Uma alimentação variada, evitando a ingestão de carne e peixe crus ou mal cozinhados. Saladas e legumes crus devem ser bem lavados. E exercício físico? “Pode ser realizado durante a gravidez, exceto se existir alguma patologia que o contraindique.” Atividades ao ar livre e caminhadas são hábitos saudáveis que não devem ser colocados de lado, portanto.

Em condições normais, trabalhar não é contraindicado. Há, no entanto, exceções. “A grávida deve continuar a trabalhar desde que a sua atividade laboral não implique exposição a tóxicos ou esforço físico muito excessivo, o que deve ser avaliado caso a caso ao longo da gestação”, diz a médica.

Quanto a medicamentos, nada de abusos. Qualquer comprimido, só com indicação e prescrição médicas. Dúvidas e receios são normais neste estado e devem ser partilhados com o médico que acompanha esta fase da vida. “É frequente as grávidas sentirem alguma ansiedade, mas as consultas pré-natais com a equipa de saúde ajudam a lidar com esta situação.”

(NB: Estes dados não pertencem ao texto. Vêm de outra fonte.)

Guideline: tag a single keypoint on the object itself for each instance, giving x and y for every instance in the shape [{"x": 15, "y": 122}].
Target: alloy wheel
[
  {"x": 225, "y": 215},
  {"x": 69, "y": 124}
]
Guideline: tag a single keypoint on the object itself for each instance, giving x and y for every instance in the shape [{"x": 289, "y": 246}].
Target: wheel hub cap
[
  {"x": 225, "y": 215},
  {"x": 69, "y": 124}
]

E o pai da criança faz parte do processo. Segundo Teresa Almeida Santos, “o companheiro deve ser envolvido na vivência da gravidez e acompanhar a mulher grávida, nomeadamente nas consultas e na preparação para o parto. Os casais que vivem este período conjuntamente sentem-se mais preparados para lidar com o parto e com o recém-nascido”.

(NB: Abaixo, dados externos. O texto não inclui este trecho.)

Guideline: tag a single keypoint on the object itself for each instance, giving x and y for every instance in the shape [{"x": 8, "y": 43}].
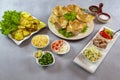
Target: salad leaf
[
  {"x": 70, "y": 16},
  {"x": 84, "y": 29},
  {"x": 10, "y": 21},
  {"x": 65, "y": 33}
]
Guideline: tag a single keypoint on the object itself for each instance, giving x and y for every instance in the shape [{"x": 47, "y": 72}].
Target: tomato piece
[{"x": 105, "y": 35}]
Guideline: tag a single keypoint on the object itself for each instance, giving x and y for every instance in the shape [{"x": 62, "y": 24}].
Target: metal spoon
[
  {"x": 100, "y": 8},
  {"x": 115, "y": 32}
]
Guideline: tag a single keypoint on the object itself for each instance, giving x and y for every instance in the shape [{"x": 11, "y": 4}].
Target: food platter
[
  {"x": 19, "y": 42},
  {"x": 91, "y": 67},
  {"x": 77, "y": 37},
  {"x": 70, "y": 22}
]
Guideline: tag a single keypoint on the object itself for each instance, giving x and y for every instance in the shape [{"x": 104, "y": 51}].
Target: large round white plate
[{"x": 79, "y": 36}]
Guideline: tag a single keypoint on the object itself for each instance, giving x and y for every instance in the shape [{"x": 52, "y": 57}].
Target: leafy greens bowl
[
  {"x": 19, "y": 26},
  {"x": 44, "y": 58}
]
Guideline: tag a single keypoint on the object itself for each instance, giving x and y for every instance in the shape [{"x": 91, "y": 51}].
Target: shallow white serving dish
[
  {"x": 61, "y": 53},
  {"x": 42, "y": 55},
  {"x": 19, "y": 42},
  {"x": 79, "y": 36},
  {"x": 81, "y": 61}
]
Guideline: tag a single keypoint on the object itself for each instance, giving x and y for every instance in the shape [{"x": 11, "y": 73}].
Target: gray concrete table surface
[{"x": 17, "y": 62}]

E, durante a gravidez, as relações sexuais não estão proibidas. Desde que as grávidas se sintam bem e não haja ameaça de parto prematuro.

Tudo muda, dos rins ao coração
Todos os órgãos e sistemas do corpo da mulher alteram-se desde o primeiro momento. “As mudanças que ocorrem na mulher durante a gravidez servem para nutrir o feto em desenvolvimento e preparar a mãe para o trabalho de parto e parto”, refere Cláudio Rebelo, assistente hospitalar graduado em Ginecologia/Obstetrícia no Hospital Pedro Hispano, em Matosinhos.

O peso aumenta. O aconselhável anda entre dez e 12 quilos numa grávida com peso normal; e entre seis e oito numa grávida com excesso de peso. Grávida obesa não necessita de ganhar peso. O volume plasmático aumenta em média de um a 1,5 litros, os valores da hemoglobina baixam, há mais necessidades de ferro para a síntese da hemoglobina materna e fetal e para a produção de certas enzimas.

Há alterações hormonais, cardíacas, renais, respiratórias, musculares e no metabolismo dos açúcares. “Os fenómenos de vasodilatação e aumento do volume sanguíneo levam a uma diminuição da tensão arterial (tonturas) e a um aumento do débito do coração (mais 20% às oito semanas e mais 40% às 30)”, sublinha o médico.

“A vasodilatação ocorre também nos rins (mais 1,5 centímetros de tamanho renal), com mais ênfase no sistema coletor e produtor de urina, o que predispõe a infeções renais – é importante a ingestão de 1,5 litros de água por dia durante toda a gravidez.”